Capitolo a parte per imprese e famiglie. L'aumento dello spread non ha condizionato l'andamento dei mutui in essere. Quelli a tasso fisso sono, appunto, immutabili e quelli a tasso variabile sono indicizzati all'Euribor che non risente delle variazioni dello spread. Tuttavia l'aumento dello spread ha cominciato ad avere ripercussioni sui nuovi finanziamenti. Come certificato prima dall'Abi e poi da Banca d'Italia i tassi sui mutui sono cominciati a risalire. Questo perché le banche hanno cominciato ad aumentare lo spread da loro applicato sui finanziamenti in seguito alla svalutazione dei propri attivi, visto che gli istituti sono massicci detentori di titoli di Stato, il cui valore è come detto sceso in questi mesi. Le banche si sono così "rifatte" sulle perdite aumentando il "costo" dei prestiti.
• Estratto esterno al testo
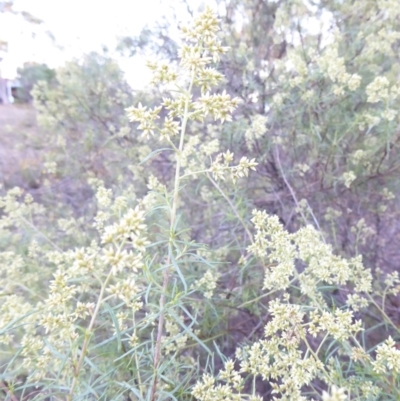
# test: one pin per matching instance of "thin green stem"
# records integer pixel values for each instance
(87, 338)
(157, 350)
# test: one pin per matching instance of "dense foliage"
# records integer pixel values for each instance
(238, 240)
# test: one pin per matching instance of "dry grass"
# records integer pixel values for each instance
(19, 158)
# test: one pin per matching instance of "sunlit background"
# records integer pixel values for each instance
(71, 28)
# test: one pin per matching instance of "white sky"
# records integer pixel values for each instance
(79, 26)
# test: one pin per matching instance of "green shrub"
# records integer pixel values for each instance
(177, 291)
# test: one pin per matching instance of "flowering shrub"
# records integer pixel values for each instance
(176, 291)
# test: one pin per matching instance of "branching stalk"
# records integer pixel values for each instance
(157, 351)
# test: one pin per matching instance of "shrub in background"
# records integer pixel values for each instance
(142, 299)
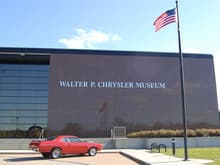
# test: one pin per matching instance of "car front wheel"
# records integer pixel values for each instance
(56, 153)
(92, 151)
(45, 155)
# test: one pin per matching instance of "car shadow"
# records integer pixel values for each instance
(25, 159)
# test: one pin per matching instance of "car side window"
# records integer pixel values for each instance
(66, 140)
(75, 139)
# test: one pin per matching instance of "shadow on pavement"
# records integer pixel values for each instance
(24, 159)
Piazza Affari, banche a picco

E proprio per le banche è stato un autunno difficile. Dal 27 settembre ad oggi l'indice settoriale degli istituti ha perso il 18,1%, a fonte di un calo dell'indice generale dell'11,7%. Una flessione che non è certamente tutta dipendente dalle tensioni italiane visto che l'intero comparto azionario ha sofferto nel corso degli ultimi mesi, anche se fino all'inizio di dicembre, quando il governo ha riaperto le porte per una trattativa con l'Europa, il nostro indice ha sofferto molto più degli analoghi europei.